Press Release
February 12, 2008

DFA must ask Chinese Gov't to reveal other Pinoy officials who asked for bribe money

Senator Richard Gordon reiterated his call late last night at the Senate NBN investigation hearing to have the Chinese government reveal other bribery instances involving millions of dollars.

Gordon made a motion last night, asking the Senate Blue Ribbon Committee to request the Department of Foreign Affairs to issue formal and informal requests for the Chinese government to reveal other instances where in Filipino government officials had asked for or received bribe money in connection with multi-million dollar projects.

"We should be reminded of the real standard that whether one steals one dollar or one hundred thirty million dollars from the government, it is still stealing and we must send a strong signal to the Chinese government that we do not tolerate corruption on whatever scale. We cannot allow the calloused consciences and black greed of some of our government officials to succeed in signing off our people to penury while they gorge themselves in luxury," said Gordon in a later statement after he questioned former Philippine Forest Corporation CEO Jun Lozada on the circumstances that led to his coming to the Senate to testify on the ZTE NBN deal.

"I asked the chairman of the Senate investigating committee yesterday to communicate formally or informally with the Chinese embassy to find out if one of their corporations, a government controlled corporation, has offered or transferred money to Filipino high officials -- including a officials of constitutional bodies like Comelec, " said Gordon.

Gordon added that "In corruption, there is a bribe giver and a bribe taker. There are some testifications in the ZTE hearing that as much as two million dollars had been advanced by China's ZTE Corp to Abalos. The bribe giver is often regarded in usual circumstances as the victim, especially if the bribe taker does not deliver the goods. The Chinese government, who is our country's friend and partner in development, should be able to help us find out the veracity of the incident. This will help their state company to recover money that was spirited away from them and help us bring erring officials to justice."

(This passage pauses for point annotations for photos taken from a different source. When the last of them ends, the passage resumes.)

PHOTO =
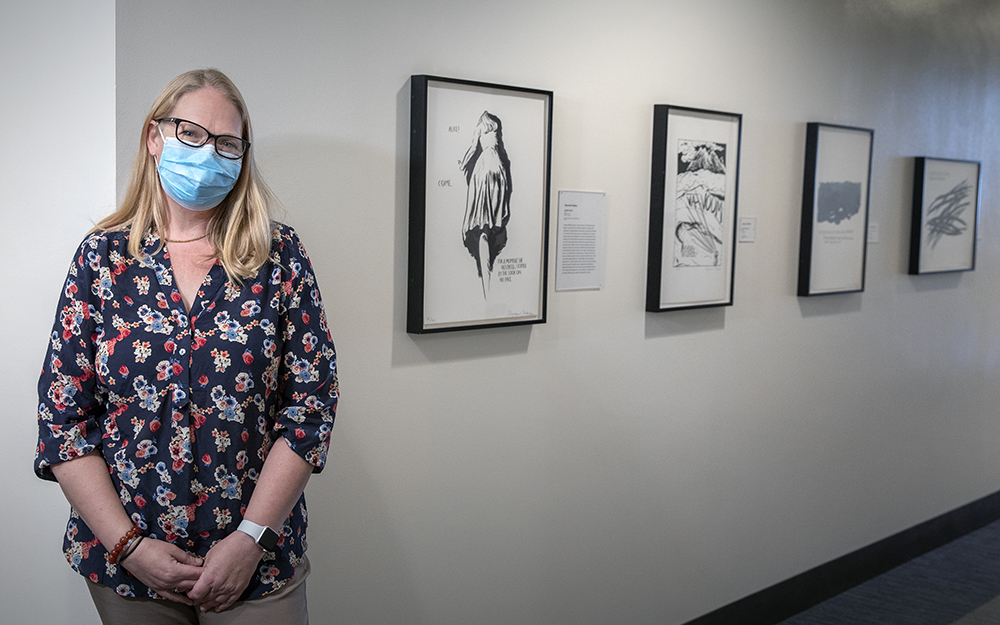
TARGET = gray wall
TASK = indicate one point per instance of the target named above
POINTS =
(610, 465)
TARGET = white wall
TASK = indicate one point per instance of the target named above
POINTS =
(610, 465)
(57, 175)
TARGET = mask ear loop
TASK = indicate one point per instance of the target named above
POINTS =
(163, 141)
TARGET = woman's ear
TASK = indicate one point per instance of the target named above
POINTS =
(154, 141)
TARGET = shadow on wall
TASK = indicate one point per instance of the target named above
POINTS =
(353, 548)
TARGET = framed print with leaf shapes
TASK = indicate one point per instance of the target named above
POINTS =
(945, 217)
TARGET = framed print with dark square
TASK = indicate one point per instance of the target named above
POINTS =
(479, 204)
(692, 208)
(945, 218)
(833, 242)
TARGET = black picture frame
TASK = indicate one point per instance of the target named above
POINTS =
(694, 191)
(833, 241)
(943, 232)
(480, 168)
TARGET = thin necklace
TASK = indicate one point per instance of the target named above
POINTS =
(185, 240)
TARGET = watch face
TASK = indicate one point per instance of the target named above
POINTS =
(268, 539)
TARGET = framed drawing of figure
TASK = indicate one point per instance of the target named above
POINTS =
(479, 198)
(692, 209)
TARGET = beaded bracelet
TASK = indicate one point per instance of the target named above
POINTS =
(130, 548)
(124, 540)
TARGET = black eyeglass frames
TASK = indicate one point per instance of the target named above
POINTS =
(191, 134)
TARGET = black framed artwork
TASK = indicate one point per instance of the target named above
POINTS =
(945, 218)
(692, 209)
(479, 204)
(833, 239)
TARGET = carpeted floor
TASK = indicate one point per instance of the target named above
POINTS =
(957, 584)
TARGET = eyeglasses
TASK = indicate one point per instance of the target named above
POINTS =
(190, 133)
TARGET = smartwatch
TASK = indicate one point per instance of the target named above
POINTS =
(264, 536)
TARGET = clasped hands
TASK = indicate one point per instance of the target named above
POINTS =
(212, 583)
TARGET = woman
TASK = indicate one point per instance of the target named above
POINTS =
(190, 384)
(487, 204)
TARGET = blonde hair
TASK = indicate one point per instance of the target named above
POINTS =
(240, 229)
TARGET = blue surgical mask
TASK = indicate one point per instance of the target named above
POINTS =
(196, 178)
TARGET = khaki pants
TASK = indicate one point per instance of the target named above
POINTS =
(287, 606)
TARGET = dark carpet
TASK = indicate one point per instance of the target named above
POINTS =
(956, 584)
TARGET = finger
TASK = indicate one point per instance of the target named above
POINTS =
(173, 596)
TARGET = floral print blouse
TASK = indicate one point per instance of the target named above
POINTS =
(185, 407)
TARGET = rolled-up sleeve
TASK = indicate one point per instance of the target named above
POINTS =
(70, 402)
(307, 374)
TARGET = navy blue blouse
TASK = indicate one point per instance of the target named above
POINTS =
(184, 408)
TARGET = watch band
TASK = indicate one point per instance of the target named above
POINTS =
(264, 536)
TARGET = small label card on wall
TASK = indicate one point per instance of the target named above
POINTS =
(581, 242)
(748, 229)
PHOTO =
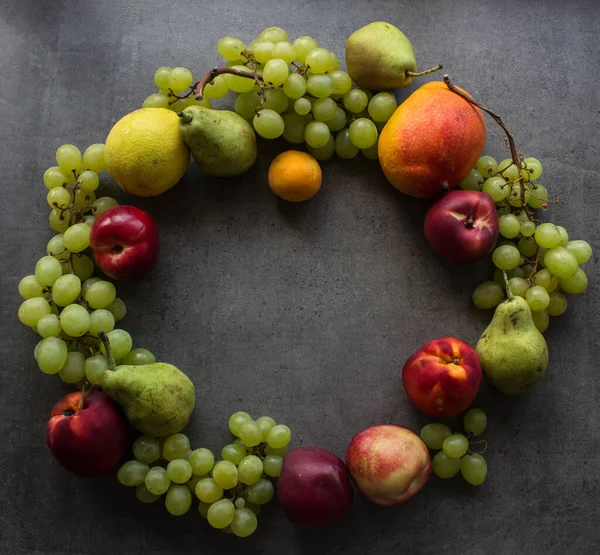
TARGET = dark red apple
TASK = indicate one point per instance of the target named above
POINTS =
(462, 226)
(314, 488)
(125, 242)
(89, 441)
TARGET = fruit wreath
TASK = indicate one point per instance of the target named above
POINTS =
(431, 146)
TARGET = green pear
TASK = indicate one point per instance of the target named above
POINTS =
(158, 398)
(380, 56)
(222, 142)
(513, 353)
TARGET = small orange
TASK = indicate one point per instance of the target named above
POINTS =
(295, 176)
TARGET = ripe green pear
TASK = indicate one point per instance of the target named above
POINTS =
(158, 398)
(379, 55)
(513, 353)
(222, 142)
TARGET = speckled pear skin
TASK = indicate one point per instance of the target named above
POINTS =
(158, 399)
(513, 353)
(222, 142)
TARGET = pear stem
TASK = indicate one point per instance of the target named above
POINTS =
(109, 358)
(426, 72)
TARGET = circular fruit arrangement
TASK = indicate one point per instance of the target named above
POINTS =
(431, 146)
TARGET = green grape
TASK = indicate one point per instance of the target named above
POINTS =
(217, 88)
(455, 446)
(95, 366)
(316, 134)
(136, 357)
(318, 60)
(54, 178)
(541, 319)
(234, 452)
(486, 166)
(342, 83)
(175, 446)
(355, 100)
(343, 145)
(58, 198)
(144, 495)
(576, 284)
(133, 473)
(268, 124)
(324, 152)
(473, 469)
(178, 500)
(250, 433)
(536, 195)
(157, 480)
(475, 421)
(75, 320)
(557, 305)
(250, 470)
(488, 294)
(230, 48)
(518, 286)
(509, 226)
(49, 326)
(68, 158)
(279, 436)
(294, 127)
(100, 294)
(73, 369)
(324, 109)
(534, 168)
(30, 288)
(102, 204)
(259, 493)
(338, 121)
(546, 280)
(302, 46)
(506, 257)
(225, 474)
(146, 449)
(202, 461)
(320, 86)
(179, 471)
(363, 133)
(434, 434)
(263, 51)
(235, 420)
(208, 491)
(221, 513)
(302, 106)
(382, 106)
(294, 86)
(444, 466)
(47, 270)
(537, 298)
(581, 250)
(93, 158)
(547, 235)
(275, 72)
(560, 261)
(118, 309)
(31, 310)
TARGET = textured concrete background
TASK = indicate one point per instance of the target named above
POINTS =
(306, 313)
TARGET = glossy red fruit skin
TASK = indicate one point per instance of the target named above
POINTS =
(125, 242)
(462, 226)
(314, 488)
(442, 377)
(89, 442)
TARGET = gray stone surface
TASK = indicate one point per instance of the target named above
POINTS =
(306, 313)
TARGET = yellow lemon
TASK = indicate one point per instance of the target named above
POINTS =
(145, 153)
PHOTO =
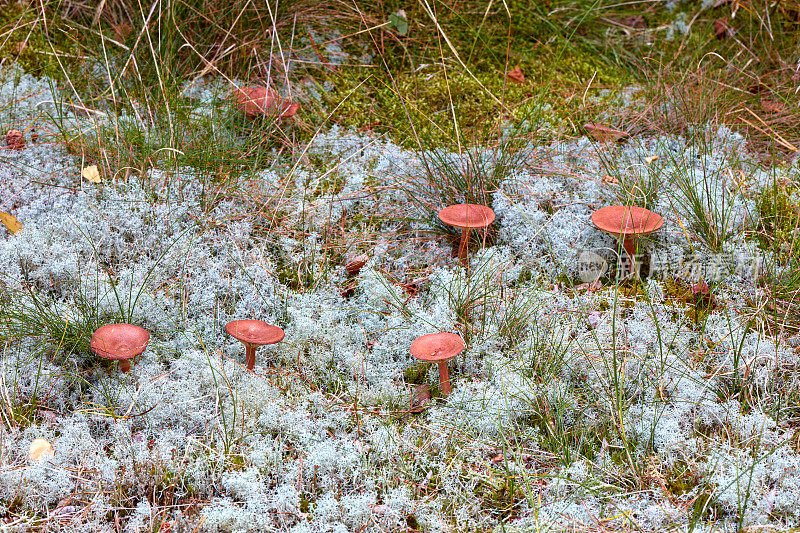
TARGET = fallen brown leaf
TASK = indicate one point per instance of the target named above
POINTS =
(355, 265)
(771, 106)
(603, 133)
(420, 397)
(10, 222)
(634, 21)
(722, 28)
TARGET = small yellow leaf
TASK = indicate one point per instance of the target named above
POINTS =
(40, 450)
(10, 221)
(91, 174)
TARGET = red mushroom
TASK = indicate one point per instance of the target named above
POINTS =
(438, 348)
(255, 101)
(119, 342)
(253, 333)
(627, 223)
(466, 217)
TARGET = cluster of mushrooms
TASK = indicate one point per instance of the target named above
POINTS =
(125, 342)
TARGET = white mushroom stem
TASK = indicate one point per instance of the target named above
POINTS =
(444, 377)
(250, 355)
(463, 248)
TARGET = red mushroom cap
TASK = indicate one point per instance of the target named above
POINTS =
(465, 216)
(437, 347)
(255, 332)
(119, 341)
(624, 220)
(255, 101)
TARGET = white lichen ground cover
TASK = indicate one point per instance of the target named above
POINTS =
(571, 408)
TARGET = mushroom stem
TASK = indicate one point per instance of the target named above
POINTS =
(630, 248)
(444, 377)
(463, 248)
(250, 352)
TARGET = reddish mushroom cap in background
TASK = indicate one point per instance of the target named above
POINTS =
(627, 220)
(467, 216)
(437, 347)
(255, 332)
(255, 101)
(119, 341)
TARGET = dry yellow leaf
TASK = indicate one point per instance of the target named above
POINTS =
(91, 174)
(10, 221)
(40, 449)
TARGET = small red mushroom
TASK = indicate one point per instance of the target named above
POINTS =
(627, 222)
(466, 217)
(119, 342)
(15, 140)
(253, 333)
(255, 101)
(438, 348)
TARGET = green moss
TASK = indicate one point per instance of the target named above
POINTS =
(695, 309)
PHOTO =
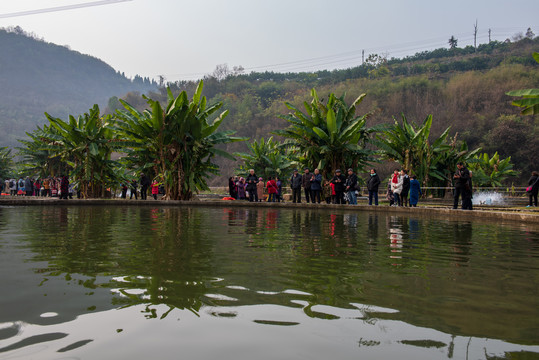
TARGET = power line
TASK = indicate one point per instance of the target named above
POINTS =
(61, 8)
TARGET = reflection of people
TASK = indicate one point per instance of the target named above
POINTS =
(415, 190)
(462, 187)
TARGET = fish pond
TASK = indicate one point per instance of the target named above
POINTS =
(116, 282)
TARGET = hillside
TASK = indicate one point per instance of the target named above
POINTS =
(38, 77)
(462, 88)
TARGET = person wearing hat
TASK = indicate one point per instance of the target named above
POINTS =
(351, 184)
(295, 185)
(339, 181)
(306, 184)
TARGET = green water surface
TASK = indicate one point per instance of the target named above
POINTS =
(247, 283)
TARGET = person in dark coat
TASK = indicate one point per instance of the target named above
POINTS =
(232, 188)
(372, 185)
(415, 190)
(405, 187)
(534, 183)
(306, 184)
(295, 185)
(29, 186)
(144, 185)
(251, 181)
(351, 183)
(134, 186)
(339, 181)
(316, 186)
(462, 187)
(64, 187)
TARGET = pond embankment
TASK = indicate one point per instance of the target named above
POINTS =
(481, 213)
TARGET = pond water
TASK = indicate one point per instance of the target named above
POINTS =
(248, 283)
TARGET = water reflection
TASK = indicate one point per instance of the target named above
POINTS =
(455, 281)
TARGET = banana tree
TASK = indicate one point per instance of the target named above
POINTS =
(267, 158)
(6, 162)
(330, 135)
(178, 142)
(84, 143)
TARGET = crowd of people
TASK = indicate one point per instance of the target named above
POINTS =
(402, 189)
(46, 187)
(314, 189)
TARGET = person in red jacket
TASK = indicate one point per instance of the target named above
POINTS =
(155, 189)
(272, 189)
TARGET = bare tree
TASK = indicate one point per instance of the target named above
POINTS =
(475, 35)
(452, 42)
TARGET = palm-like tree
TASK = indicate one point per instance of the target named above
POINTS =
(85, 144)
(329, 135)
(267, 158)
(178, 143)
(6, 161)
(409, 145)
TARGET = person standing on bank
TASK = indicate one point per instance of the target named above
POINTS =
(405, 187)
(306, 184)
(316, 186)
(144, 185)
(351, 184)
(415, 190)
(260, 189)
(372, 185)
(462, 187)
(134, 186)
(272, 189)
(251, 181)
(396, 187)
(339, 181)
(534, 183)
(295, 185)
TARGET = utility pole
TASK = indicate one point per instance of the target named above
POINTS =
(475, 35)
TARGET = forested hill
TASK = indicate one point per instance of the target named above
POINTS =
(38, 77)
(464, 88)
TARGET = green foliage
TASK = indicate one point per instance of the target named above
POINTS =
(177, 142)
(530, 97)
(492, 171)
(6, 162)
(84, 143)
(409, 145)
(267, 158)
(330, 135)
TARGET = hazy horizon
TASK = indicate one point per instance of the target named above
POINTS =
(186, 40)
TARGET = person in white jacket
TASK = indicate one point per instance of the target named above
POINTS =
(396, 186)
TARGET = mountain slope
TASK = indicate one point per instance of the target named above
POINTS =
(38, 77)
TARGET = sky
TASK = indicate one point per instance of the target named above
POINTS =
(185, 40)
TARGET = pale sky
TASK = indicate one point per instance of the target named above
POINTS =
(182, 39)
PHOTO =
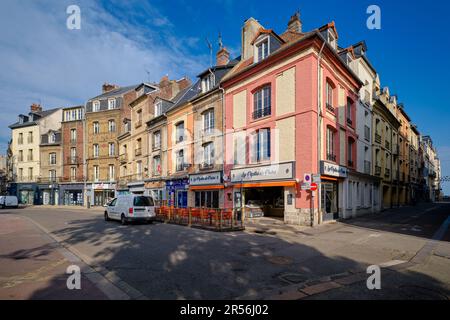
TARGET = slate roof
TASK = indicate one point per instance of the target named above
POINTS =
(40, 114)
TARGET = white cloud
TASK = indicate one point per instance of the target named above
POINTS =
(41, 60)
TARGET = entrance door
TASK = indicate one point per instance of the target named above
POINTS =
(182, 199)
(329, 201)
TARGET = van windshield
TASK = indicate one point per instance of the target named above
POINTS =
(143, 202)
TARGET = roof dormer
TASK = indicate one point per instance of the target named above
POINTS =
(264, 44)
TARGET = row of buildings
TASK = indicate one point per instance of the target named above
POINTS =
(246, 132)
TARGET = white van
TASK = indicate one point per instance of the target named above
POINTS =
(130, 208)
(9, 201)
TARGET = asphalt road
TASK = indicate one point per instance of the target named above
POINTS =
(162, 261)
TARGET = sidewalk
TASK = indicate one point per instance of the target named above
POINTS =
(32, 266)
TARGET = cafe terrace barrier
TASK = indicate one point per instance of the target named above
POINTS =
(211, 219)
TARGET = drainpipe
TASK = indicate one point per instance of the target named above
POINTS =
(319, 130)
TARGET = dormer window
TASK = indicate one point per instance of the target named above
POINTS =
(111, 104)
(262, 49)
(208, 83)
(158, 109)
(96, 106)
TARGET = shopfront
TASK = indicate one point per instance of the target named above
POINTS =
(206, 190)
(332, 179)
(264, 190)
(72, 194)
(177, 192)
(100, 193)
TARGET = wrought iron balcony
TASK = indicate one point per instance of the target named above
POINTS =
(260, 113)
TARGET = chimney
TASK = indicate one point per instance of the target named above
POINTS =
(249, 31)
(295, 24)
(222, 57)
(107, 87)
(36, 108)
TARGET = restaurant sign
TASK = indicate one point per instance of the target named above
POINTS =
(205, 179)
(282, 171)
(333, 170)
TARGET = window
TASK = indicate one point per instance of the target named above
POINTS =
(330, 145)
(73, 135)
(329, 95)
(139, 118)
(262, 102)
(261, 144)
(96, 106)
(262, 49)
(52, 137)
(157, 140)
(112, 172)
(52, 175)
(156, 165)
(158, 109)
(179, 128)
(52, 158)
(180, 160)
(96, 127)
(208, 154)
(96, 173)
(96, 151)
(111, 104)
(207, 199)
(349, 111)
(73, 173)
(208, 121)
(208, 82)
(350, 152)
(112, 126)
(112, 149)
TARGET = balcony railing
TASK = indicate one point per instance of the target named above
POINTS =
(367, 133)
(138, 152)
(377, 170)
(330, 108)
(377, 138)
(260, 113)
(73, 160)
(123, 158)
(367, 167)
(331, 157)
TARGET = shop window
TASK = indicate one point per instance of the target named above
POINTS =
(207, 199)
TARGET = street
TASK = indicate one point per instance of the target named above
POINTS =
(267, 261)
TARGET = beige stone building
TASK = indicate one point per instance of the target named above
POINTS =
(105, 116)
(136, 144)
(25, 151)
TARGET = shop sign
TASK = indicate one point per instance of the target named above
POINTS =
(334, 170)
(282, 171)
(205, 179)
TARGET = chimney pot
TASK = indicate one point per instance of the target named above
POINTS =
(295, 24)
(107, 87)
(222, 57)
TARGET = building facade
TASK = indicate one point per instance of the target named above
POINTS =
(73, 172)
(104, 121)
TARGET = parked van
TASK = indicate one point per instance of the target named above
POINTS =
(9, 201)
(129, 208)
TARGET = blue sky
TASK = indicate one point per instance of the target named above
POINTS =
(119, 41)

Earlier, businessman Jose De Venecia III testified before the Senate linking ZTE officials to the 329-million contract, scrapped last year amid allegations of corruption.

De Venecia said officials of China's ZTE Corp., the winner of the bidding for the NBN project, advanced at least $1 million to resigned poll chief Benjamin Abalos.

Senators pointed out that under the law, this constitutes plunder because, at the time the alleged advance was supposed to have been given, the exchange rate would make it worth P50 million.